His wife had died in 1874 after a marriage of trying to ignore her husband’s infidelities. While he was making his millions he found time for many adulterous affairs, and he was famous for his penchant for high-class prostitutes. He was often to be seen in the company of glittering young females. He kept a number of mistresses.

The first salvo of the senator’s problems with his most troublesome mistress, Sarah Althea Hill, came at his daughter Flora’s wedding, when Miss Hill was physically barred from the grand event. Sarah Althea claimed she had a right to attend as a member of the family.

In September of 1883 Sharon was arrested for adultery, out of which came two current court cases, Sharon v. Sharon in State Superior Court, in which Sarah Althea Hill sued for divorce, a division of property and alimony, and Sharon v. Hill in Federal Circuit Court, which had jurisdiction because Sharon was a citizen of Nevada, in which the senator sued to have the marriage contract declared false and fraudulent and to enjoin Miss Hill from claiming to be his wife. There were to be peripheral suits for perjury, forgery, slander, libel, conspiracy and embezzlement. Sharon v. Sharon and Sharon v. Hill would be fought in California courts for almost ten years.

Bierce wrote in Tattle, “The testimony this week in the Sharon trial must be of intense interest to the readers of dime-novels. The colossal nastiness of the events divulged is the most impressive feature. The thought of a delectable young person such as Miss Hill falling into the arms of a noxious old debauchee like Senator Sharon is as revolting as is the Christian religion in the hands of Washington Street evangelists.”

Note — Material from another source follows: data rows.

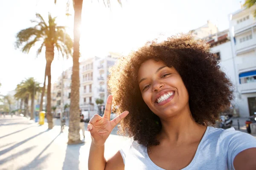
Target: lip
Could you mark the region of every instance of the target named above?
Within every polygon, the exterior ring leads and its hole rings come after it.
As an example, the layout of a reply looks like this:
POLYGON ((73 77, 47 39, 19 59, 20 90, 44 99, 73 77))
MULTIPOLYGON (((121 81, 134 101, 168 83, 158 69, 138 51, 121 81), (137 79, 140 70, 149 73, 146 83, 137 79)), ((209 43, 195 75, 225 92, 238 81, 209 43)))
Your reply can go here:
MULTIPOLYGON (((175 91, 170 90, 170 89, 163 90, 157 94, 157 95, 156 95, 155 97, 154 98, 154 99, 153 99, 154 102, 154 103, 156 103, 157 104, 159 104, 159 103, 157 103, 156 102, 157 99, 158 97, 160 97, 161 96, 162 96, 162 95, 164 94, 165 93, 167 93, 170 92, 170 91, 173 91, 173 94, 170 97, 169 97, 169 98, 172 98, 172 96, 174 96, 174 94, 175 94, 175 91)), ((169 99, 169 98, 168 98, 168 99, 169 99)), ((168 100, 168 99, 166 100, 168 100)))
POLYGON ((175 95, 175 91, 174 91, 173 94, 172 95, 172 96, 171 96, 170 97, 169 97, 169 98, 168 99, 166 99, 165 100, 163 101, 162 102, 160 102, 159 103, 157 103, 156 102, 154 103, 154 104, 155 104, 156 105, 158 105, 159 106, 163 106, 163 105, 165 105, 167 103, 169 102, 170 102, 171 100, 172 100, 172 99, 173 99, 173 98, 174 97, 175 95))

Pusey approached along the hallway at his stately gait and turned into Bierce’s office to greet Bierce and me. He seated himself, his cap under his arm, and announced that that was a pretty scene in Superior Court. I was not summoned to join this conversation but observed it from my end of the office. I tried to set my face so as not to glower at Pusey across the office, though I didn’t mind touching my head where I had been whacked certainly on his order.